Portrait of a North African Man, c. 300 - 150 BC; bronze, copper, enamel, and bone. Lent by the Trustees of the British Museum, London.

Power and Pathos: Bronze Sculpture of the Hellenistic World

The brother-in-law of Julius Caesar, Piso Pontifex (48 BC - AD 32) was a highly cultured member of the Roman elite (the ancient poet Horace dedicated a treatise to him). He was also the son of the reputed owner of the luxurious Villa dei Papiri at Herculaneum, destroyed by the eruption of Mount Vesuvius in AD 79 but famous for its collection of bronze and marble sculptures excavated in the 1750s. This likeness harks back to portraiture of the Roman Republic that embodied the virtues of severitas (strictness) and gravitas (dignity), but its expressive power is distinctive of Hellenistic sculpture.

Portrait of Lucius Calpurnius Piso Caesoninus Pontifex, 15 BC - AD 15; bronze. Lent by the National Archeological Museum, Naples (MANN).

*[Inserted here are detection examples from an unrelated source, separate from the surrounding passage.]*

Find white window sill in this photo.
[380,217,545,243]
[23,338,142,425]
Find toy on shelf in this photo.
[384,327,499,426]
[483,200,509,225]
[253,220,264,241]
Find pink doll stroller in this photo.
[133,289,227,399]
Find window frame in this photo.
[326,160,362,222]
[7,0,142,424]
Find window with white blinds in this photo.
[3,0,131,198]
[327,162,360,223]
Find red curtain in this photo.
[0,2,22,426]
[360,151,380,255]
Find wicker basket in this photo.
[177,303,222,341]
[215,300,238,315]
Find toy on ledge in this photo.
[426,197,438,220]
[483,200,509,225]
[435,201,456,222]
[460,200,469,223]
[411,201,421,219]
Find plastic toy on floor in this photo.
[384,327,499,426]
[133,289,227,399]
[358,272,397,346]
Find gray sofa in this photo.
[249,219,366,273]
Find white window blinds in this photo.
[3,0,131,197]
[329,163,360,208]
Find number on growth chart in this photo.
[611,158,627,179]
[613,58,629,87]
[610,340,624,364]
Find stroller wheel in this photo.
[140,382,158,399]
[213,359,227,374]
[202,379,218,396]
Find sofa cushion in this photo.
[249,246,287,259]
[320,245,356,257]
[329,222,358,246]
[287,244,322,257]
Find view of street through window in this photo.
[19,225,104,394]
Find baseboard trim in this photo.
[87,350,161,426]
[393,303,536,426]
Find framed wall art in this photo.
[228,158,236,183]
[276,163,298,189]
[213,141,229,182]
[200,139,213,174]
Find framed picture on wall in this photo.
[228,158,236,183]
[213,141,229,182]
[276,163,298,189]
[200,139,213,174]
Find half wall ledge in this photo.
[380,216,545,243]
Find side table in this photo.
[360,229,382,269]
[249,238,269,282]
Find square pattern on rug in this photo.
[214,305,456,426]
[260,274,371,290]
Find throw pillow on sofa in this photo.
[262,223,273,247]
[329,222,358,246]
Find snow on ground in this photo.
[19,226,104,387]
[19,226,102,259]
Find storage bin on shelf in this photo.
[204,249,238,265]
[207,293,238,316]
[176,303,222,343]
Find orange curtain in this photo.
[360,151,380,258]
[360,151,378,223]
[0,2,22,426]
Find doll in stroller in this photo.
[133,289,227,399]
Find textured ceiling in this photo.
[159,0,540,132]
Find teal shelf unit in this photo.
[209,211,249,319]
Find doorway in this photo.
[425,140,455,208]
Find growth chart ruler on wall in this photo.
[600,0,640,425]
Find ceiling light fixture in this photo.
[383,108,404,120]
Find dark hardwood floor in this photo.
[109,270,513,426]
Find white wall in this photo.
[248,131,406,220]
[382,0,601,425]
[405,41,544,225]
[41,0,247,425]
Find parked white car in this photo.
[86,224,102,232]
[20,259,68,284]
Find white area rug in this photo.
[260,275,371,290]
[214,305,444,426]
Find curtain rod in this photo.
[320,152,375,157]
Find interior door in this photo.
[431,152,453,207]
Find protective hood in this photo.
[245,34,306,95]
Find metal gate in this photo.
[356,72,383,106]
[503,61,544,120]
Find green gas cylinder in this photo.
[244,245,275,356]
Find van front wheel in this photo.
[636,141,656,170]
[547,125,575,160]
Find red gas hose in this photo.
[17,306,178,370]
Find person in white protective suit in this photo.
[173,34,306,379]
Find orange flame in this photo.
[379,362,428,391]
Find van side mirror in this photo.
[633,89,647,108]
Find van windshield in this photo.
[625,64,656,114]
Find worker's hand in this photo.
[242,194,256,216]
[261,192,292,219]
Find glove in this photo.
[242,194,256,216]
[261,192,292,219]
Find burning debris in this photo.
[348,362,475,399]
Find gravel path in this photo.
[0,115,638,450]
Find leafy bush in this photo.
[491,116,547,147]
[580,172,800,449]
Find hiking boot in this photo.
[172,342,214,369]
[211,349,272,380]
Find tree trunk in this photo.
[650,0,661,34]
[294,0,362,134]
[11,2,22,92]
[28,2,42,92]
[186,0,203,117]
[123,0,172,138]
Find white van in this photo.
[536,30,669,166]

Power and Pathos: Bronze Sculpture of the Hellenistic World

This highly individualized likeness epitomizes the realism that Greek artists achieved in the Hellenistic period. Once part of a full-length statue, the head turns slightly to one side, enhancing the pathos of the man's concerned expression. Both inserted eyes are preserved, giving a vivid impression of the original appearance of portraits that have lost them. The man's identity is unknown, but such details as the soft, rolling flesh, furrowed brow, and crow's-feet leave no doubt that this sculpture represents a specific individual. The original statue was likely an honorific portrait of a citizen displayed in the palaistra, a training ground for athletes, where this head was found on the Greek island of Delos in 1912.

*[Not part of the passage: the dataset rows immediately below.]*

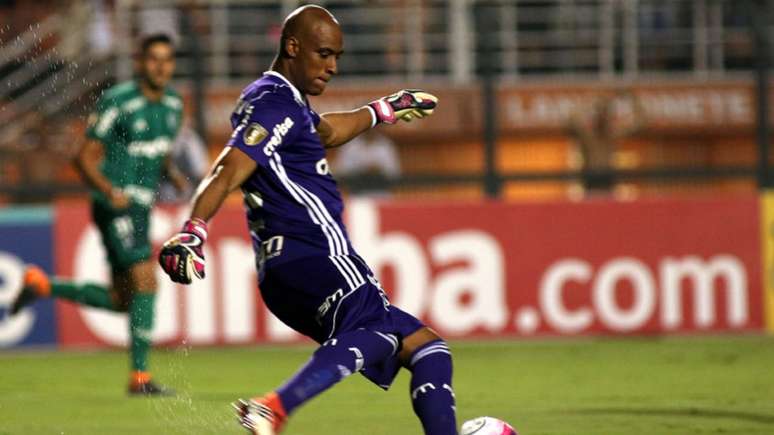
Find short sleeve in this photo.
[86,96,121,142]
[227,98,300,166]
[309,109,320,127]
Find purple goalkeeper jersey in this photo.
[228,71,359,278]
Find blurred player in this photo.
[11,34,186,395]
[159,6,457,435]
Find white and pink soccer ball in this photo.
[460,417,519,435]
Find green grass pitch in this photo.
[0,336,774,435]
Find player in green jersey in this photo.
[11,34,187,395]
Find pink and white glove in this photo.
[368,89,438,125]
[159,218,207,284]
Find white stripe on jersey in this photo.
[409,343,451,366]
[269,154,335,253]
[269,152,349,255]
[269,152,365,292]
[328,255,358,290]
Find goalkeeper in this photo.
[159,6,457,435]
[11,34,187,396]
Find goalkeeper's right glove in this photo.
[159,218,207,284]
[368,89,438,124]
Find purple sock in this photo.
[277,329,396,415]
[409,340,457,435]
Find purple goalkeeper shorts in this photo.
[260,255,425,389]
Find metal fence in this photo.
[0,0,774,201]
[116,0,771,83]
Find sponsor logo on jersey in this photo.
[263,117,293,156]
[134,118,148,132]
[242,122,269,146]
[127,137,172,159]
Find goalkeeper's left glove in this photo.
[159,218,207,284]
[368,89,438,124]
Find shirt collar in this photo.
[263,71,307,106]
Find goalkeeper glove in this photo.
[368,89,438,125]
[159,218,207,284]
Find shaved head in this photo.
[272,5,344,95]
[280,5,340,54]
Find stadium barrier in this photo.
[0,196,774,348]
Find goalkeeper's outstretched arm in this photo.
[317,89,438,148]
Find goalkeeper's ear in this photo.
[280,36,299,59]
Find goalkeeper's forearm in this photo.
[317,107,375,148]
[191,148,257,222]
[191,166,231,222]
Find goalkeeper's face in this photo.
[140,42,175,90]
[294,21,344,95]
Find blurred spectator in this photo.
[159,123,210,202]
[568,91,645,195]
[333,129,401,195]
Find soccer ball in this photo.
[460,417,519,435]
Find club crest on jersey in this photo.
[242,122,269,146]
[263,117,293,156]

Portrait of a Man, c. 100 BC; bronze, copper, glass, and stone. Lent by the Hellenic Ministry of Culture, Education, and Religious Affairs, The National Archaeological Museum, Athens.

Power and Pathos: Bronze Sculpture of the Hellenistic World

Wearing a long cloak that envelops both arms and hands, and elaborate sandals, this figure was discovered in 1958 along the beach of Hierapetra on the Greek island of Crete. The boy's sober, almost melancholy expression, corresponds with his solemn, dignified pose. Executed fully in the round, the stuatue may come from a funerary monument.

Portrait of a Boy, 100 - 50 BC; bronze and copper. Lent by the Hellenic Ministry of Culture, Education, and Religious Affairs, The Archaeological Museum of Herakleion.